At sites with high fidelity ratings additional statistically significant interactions were found. These interactions indicated that for these sites, clients' total score on the Illness Management and Recovery Scale and clinicians' score on the coping factor indicated significantly greater improvement for program participants than for those in the control group, which emphasizes the importance of fidelity. Consistent with the only published study on the effectiveness of the Illness Management and Recovery program (
6 ), no statistically significant results emerged for measures of social support. One possible explanation is that initiating and establishing social relationships and developing and applying coping strategies are more complex and demanding than are internalizing information about illness and identifying and implementing personal goals. The former activities may include integrated sets of affect, cognition, and behavior and may therefore require more comprehensive and intensive practice. An alternative explanation is that since outcome was assessed immediately after termination of the intervention, participants did not have sufficient time to put into practice the more complex activities involved in establishing social relationships and developing effective coping strategies.
Several limitations of this study should be noted. First, because it involved an intervention carried out in the field with a relatively large sample, practical considerations precluded the use of objective measures of the extent to which participants had attained the intervention goals. Second, although the measures that were used have been used in recent pilot studies to examine the effectiveness of the Illness Management and Recovery program (
6 ), they are relatively new and require further validation. Therefore, outcome was assessed by a number of self-report measures. Furthermore, some of these measures might be considered secondary outcome measures. For example, items on the Illness Management and Recovery Scale were derived from a questionnaire that was constructed as a short, user-friendly subjective measure of the extent to which participants in the intervention attain the goals of its nine modules. Other measures might be considered primary because they were developed independently of the intervention and therefore may be relatively more standardized. These measures, which focus more specifically on such intervention goals as coping efficacy and social support, might be related to relatively long-term outcome. Thus a major weakness of the study is that only the secondary measures showed evidence of the intervention's effectiveness. Future studies that include more objective measures of the intervention's primary and secondary goals should be designed to examine both the intervention's effectiveness and the relation between the secondary and primary goals. Such measures could also assess relapse and rehospitalization as outcomes.

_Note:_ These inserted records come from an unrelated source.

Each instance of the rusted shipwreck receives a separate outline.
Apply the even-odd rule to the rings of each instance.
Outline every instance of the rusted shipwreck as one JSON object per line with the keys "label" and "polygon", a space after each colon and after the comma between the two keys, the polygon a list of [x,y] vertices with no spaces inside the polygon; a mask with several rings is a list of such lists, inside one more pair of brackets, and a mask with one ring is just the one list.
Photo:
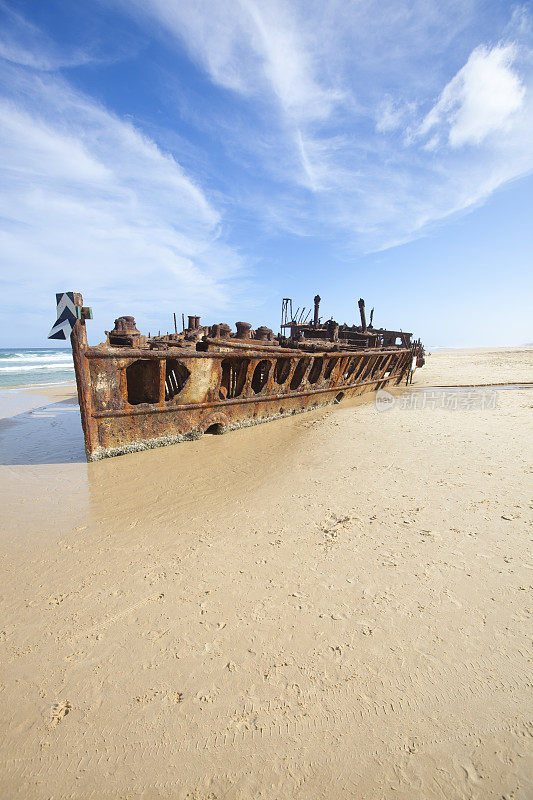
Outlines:
{"label": "rusted shipwreck", "polygon": [[115,320],[107,339],[89,347],[91,318],[75,292],[57,295],[50,338],[70,332],[88,461],[145,450],[205,432],[235,428],[340,402],[409,382],[424,350],[412,334],[367,324],[339,325],[282,303],[280,333],[246,322],[202,326],[182,315],[178,332],[144,336],[131,316]]}

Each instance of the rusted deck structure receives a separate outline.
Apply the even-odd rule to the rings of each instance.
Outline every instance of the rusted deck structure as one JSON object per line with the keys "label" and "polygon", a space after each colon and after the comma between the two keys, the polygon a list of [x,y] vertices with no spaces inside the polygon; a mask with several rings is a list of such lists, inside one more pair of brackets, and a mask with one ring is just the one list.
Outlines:
{"label": "rusted deck structure", "polygon": [[57,297],[52,338],[66,338],[57,331],[68,330],[68,298],[74,307],[68,322],[89,461],[340,402],[408,381],[423,364],[410,333],[374,329],[372,315],[366,324],[362,300],[358,326],[322,323],[317,295],[310,322],[284,299],[276,337],[245,322],[235,333],[223,323],[202,327],[196,316],[179,333],[174,316],[174,333],[143,336],[133,317],[119,317],[106,342],[89,347],[90,309],[79,294]]}

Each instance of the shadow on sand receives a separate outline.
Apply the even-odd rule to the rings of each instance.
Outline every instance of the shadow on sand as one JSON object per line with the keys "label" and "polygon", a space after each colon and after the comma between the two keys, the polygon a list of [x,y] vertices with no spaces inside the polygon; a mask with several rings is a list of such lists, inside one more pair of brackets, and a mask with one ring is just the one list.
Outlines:
{"label": "shadow on sand", "polygon": [[77,398],[0,419],[0,464],[85,462]]}

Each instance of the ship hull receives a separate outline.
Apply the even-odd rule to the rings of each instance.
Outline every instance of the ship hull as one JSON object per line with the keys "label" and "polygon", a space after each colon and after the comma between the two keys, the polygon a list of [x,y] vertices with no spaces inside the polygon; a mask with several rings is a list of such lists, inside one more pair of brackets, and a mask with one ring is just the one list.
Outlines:
{"label": "ship hull", "polygon": [[[412,350],[80,353],[88,461],[225,433],[402,382]],[[79,373],[79,375],[78,375]]]}

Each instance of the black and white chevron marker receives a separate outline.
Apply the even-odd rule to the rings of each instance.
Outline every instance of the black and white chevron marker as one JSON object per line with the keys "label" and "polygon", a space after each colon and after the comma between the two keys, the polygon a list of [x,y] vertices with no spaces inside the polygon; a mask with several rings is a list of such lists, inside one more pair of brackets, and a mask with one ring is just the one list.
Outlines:
{"label": "black and white chevron marker", "polygon": [[74,292],[61,292],[56,294],[57,300],[57,320],[52,330],[48,334],[49,339],[66,339],[76,320],[76,305],[74,303]]}

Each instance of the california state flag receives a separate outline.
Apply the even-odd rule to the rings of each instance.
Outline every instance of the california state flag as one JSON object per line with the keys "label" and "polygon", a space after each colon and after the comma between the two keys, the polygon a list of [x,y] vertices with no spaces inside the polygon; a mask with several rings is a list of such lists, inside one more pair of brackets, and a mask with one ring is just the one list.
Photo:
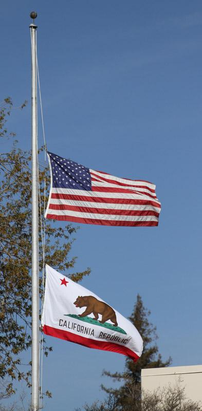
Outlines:
{"label": "california state flag", "polygon": [[95,294],[46,265],[42,324],[48,335],[137,361],[142,339],[134,326]]}

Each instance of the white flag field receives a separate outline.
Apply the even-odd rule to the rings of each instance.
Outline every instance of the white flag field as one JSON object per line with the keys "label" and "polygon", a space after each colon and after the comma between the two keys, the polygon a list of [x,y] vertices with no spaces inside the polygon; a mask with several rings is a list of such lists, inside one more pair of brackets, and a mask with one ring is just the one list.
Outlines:
{"label": "white flag field", "polygon": [[95,294],[46,266],[45,334],[137,361],[142,339],[133,324]]}

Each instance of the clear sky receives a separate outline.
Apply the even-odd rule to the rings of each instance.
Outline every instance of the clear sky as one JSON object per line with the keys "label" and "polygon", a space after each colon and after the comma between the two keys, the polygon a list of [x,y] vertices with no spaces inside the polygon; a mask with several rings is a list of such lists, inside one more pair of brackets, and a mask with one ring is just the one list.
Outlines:
{"label": "clear sky", "polygon": [[[157,228],[81,226],[72,254],[82,285],[125,316],[137,293],[151,311],[163,359],[201,363],[201,1],[9,1],[1,7],[1,100],[22,111],[8,124],[29,148],[29,13],[50,151],[95,170],[156,184]],[[43,143],[40,124],[39,144]],[[2,151],[9,143],[1,143]],[[124,357],[52,338],[44,409],[101,398],[103,369]],[[19,387],[19,393],[21,387]]]}

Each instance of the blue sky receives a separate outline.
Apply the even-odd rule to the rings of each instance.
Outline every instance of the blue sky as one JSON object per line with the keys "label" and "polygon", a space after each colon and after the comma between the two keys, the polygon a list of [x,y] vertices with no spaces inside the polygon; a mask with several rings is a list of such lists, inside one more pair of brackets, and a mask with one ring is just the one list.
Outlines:
{"label": "blue sky", "polygon": [[[129,316],[137,293],[151,311],[163,359],[201,362],[201,2],[10,1],[1,10],[1,100],[8,126],[29,148],[29,13],[50,151],[90,168],[156,184],[157,228],[81,226],[72,254],[82,285]],[[43,143],[39,122],[39,144]],[[9,143],[1,142],[2,151]],[[49,338],[45,409],[73,410],[103,396],[118,354]],[[19,387],[19,393],[21,387]],[[29,393],[28,394],[29,397]]]}

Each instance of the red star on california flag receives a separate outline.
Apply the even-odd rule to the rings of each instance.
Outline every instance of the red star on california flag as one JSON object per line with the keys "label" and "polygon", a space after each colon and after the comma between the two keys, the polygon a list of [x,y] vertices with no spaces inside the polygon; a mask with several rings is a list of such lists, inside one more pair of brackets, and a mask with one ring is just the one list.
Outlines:
{"label": "red star on california flag", "polygon": [[63,279],[62,279],[62,278],[60,278],[60,281],[61,282],[61,284],[60,285],[62,286],[63,285],[64,285],[64,286],[65,286],[65,287],[67,286],[67,283],[69,282],[68,281],[66,281],[65,277],[64,277]]}

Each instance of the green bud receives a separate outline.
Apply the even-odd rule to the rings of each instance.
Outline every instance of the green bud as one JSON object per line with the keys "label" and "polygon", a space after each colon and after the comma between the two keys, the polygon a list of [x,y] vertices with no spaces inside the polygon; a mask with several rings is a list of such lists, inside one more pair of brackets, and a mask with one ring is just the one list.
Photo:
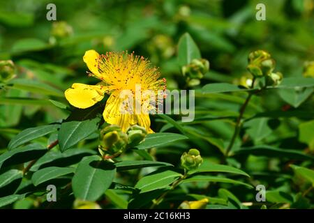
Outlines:
{"label": "green bud", "polygon": [[269,54],[266,51],[259,49],[251,52],[248,54],[248,60],[249,63],[258,63],[261,61],[270,58],[271,54]]}
{"label": "green bud", "polygon": [[197,85],[200,85],[200,80],[199,79],[191,79],[188,80],[188,85],[189,86],[197,86]]}
{"label": "green bud", "polygon": [[200,151],[196,148],[191,148],[181,156],[181,164],[187,170],[197,169],[202,162],[203,159],[200,156]]}
{"label": "green bud", "polygon": [[11,60],[0,61],[0,82],[6,82],[14,77],[15,66]]}
{"label": "green bud", "polygon": [[134,147],[145,139],[147,131],[144,127],[135,125],[128,128],[126,134],[128,134],[128,146]]}
{"label": "green bud", "polygon": [[73,203],[74,209],[101,209],[96,202],[76,199]]}
{"label": "green bud", "polygon": [[281,83],[283,75],[280,72],[272,72],[267,77],[266,84],[267,86],[276,86]]}
{"label": "green bud", "polygon": [[99,151],[103,156],[117,157],[126,149],[128,136],[118,125],[107,126],[99,135]]}
{"label": "green bud", "polygon": [[255,77],[262,77],[263,75],[262,70],[255,65],[249,64],[246,67],[246,69],[248,69],[248,72],[250,72],[252,74],[252,75]]}
{"label": "green bud", "polygon": [[270,75],[275,69],[275,61],[264,50],[250,53],[248,61],[246,68],[255,77]]}
{"label": "green bud", "polygon": [[275,61],[271,59],[264,60],[260,63],[260,67],[262,73],[268,75],[275,69]]}

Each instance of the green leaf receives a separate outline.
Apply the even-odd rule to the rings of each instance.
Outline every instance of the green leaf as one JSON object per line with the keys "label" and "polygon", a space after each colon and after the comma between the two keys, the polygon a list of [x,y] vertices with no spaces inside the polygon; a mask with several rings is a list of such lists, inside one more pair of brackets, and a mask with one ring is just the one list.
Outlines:
{"label": "green leaf", "polygon": [[180,67],[189,64],[193,59],[201,58],[197,45],[188,33],[179,40],[178,61]]}
{"label": "green leaf", "polygon": [[9,151],[0,155],[0,169],[38,159],[46,152],[47,148],[38,144]]}
{"label": "green leaf", "polygon": [[313,89],[280,89],[279,95],[281,98],[292,105],[294,107],[298,107],[301,105],[313,92]]}
{"label": "green leaf", "polygon": [[235,174],[240,174],[250,177],[250,176],[241,171],[241,169],[229,167],[227,165],[221,165],[214,164],[207,160],[204,160],[204,162],[198,167],[197,169],[191,170],[188,172],[188,174],[194,174],[197,173],[204,173],[204,172],[224,172],[230,173]]}
{"label": "green leaf", "polygon": [[290,165],[290,167],[292,168],[296,174],[311,182],[312,185],[314,186],[314,170],[297,165]]}
{"label": "green leaf", "polygon": [[56,131],[60,127],[59,124],[42,125],[24,130],[11,139],[8,148],[12,150],[33,139],[43,137]]}
{"label": "green leaf", "polygon": [[314,150],[314,120],[301,123],[299,131],[299,140],[307,144],[311,150]]}
{"label": "green leaf", "polygon": [[31,177],[31,181],[37,186],[42,183],[73,173],[75,169],[71,167],[47,167],[35,172]]}
{"label": "green leaf", "polygon": [[159,132],[148,134],[145,141],[137,146],[138,149],[147,149],[173,144],[179,140],[187,139],[188,137],[180,134]]}
{"label": "green leaf", "polygon": [[49,45],[41,40],[36,38],[24,38],[15,42],[12,47],[13,52],[22,52],[27,51],[43,50],[49,47]]}
{"label": "green leaf", "polygon": [[128,208],[128,201],[118,194],[115,190],[107,190],[105,195],[120,209]]}
{"label": "green leaf", "polygon": [[288,203],[293,202],[293,197],[281,191],[266,191],[266,200],[271,203]]}
{"label": "green leaf", "polygon": [[139,189],[141,193],[165,188],[181,176],[172,170],[157,171],[142,178],[135,187]]}
{"label": "green leaf", "polygon": [[20,170],[10,169],[0,175],[0,188],[8,185],[11,182],[20,179],[23,177],[23,174]]}
{"label": "green leaf", "polygon": [[124,171],[148,167],[173,166],[172,164],[163,162],[150,160],[126,160],[116,162],[114,165],[117,171]]}
{"label": "green leaf", "polygon": [[267,118],[254,118],[246,122],[244,125],[247,128],[246,132],[255,141],[260,141],[271,134],[272,130],[268,126]]}
{"label": "green leaf", "polygon": [[100,118],[96,117],[83,121],[73,121],[63,123],[58,134],[60,151],[64,152],[96,131],[100,121]]}
{"label": "green leaf", "polygon": [[32,93],[43,94],[47,95],[63,97],[63,93],[49,84],[38,81],[27,79],[13,79],[8,84],[8,87],[24,90]]}
{"label": "green leaf", "polygon": [[159,189],[152,190],[146,193],[135,194],[128,205],[129,209],[141,208],[143,206],[151,203],[151,201],[161,196],[165,190]]}
{"label": "green leaf", "polygon": [[12,194],[0,197],[0,208],[15,202],[17,200],[22,199],[24,197],[25,194]]}
{"label": "green leaf", "polygon": [[202,88],[202,92],[203,94],[243,91],[251,91],[251,89],[228,83],[207,84]]}
{"label": "green leaf", "polygon": [[97,200],[109,188],[115,173],[114,165],[98,155],[83,158],[72,180],[74,195],[82,200]]}
{"label": "green leaf", "polygon": [[95,155],[96,152],[91,149],[74,148],[66,151],[64,153],[50,151],[38,159],[31,167],[30,171],[36,171],[39,169],[48,167],[63,167],[80,162],[82,157]]}
{"label": "green leaf", "polygon": [[182,181],[182,183],[190,183],[190,182],[218,182],[218,183],[227,183],[232,184],[239,184],[246,186],[250,188],[253,187],[249,184],[235,180],[230,178],[227,178],[221,176],[194,176],[192,177],[187,178]]}
{"label": "green leaf", "polygon": [[286,157],[297,160],[314,160],[314,157],[304,154],[300,151],[294,149],[284,149],[272,147],[266,145],[255,146],[252,147],[241,148],[239,151],[234,151],[234,155],[264,155],[272,157]]}
{"label": "green leaf", "polygon": [[220,188],[218,190],[219,197],[228,201],[228,206],[234,207],[236,208],[243,209],[244,206],[239,199],[229,190],[225,188]]}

A third limitation is that the case managers completed the ratings and thus were not blind to the random assignment of the participants to the intervention and control groups. The case managers were naturally invested in improving the status of their clients. Therefore, they may have been biased in favor of the intervention group. Fourth, although a multisite study provides grounds for the generalizability of its findings, it also can be a source of variance and ambiguity as to the meaning of these findings. Finally, the statistical analyses included only individuals who completed treatment. Thus the posttreatment means may be artificially elevated. In future research, an effort should be made to contact participants who drop out.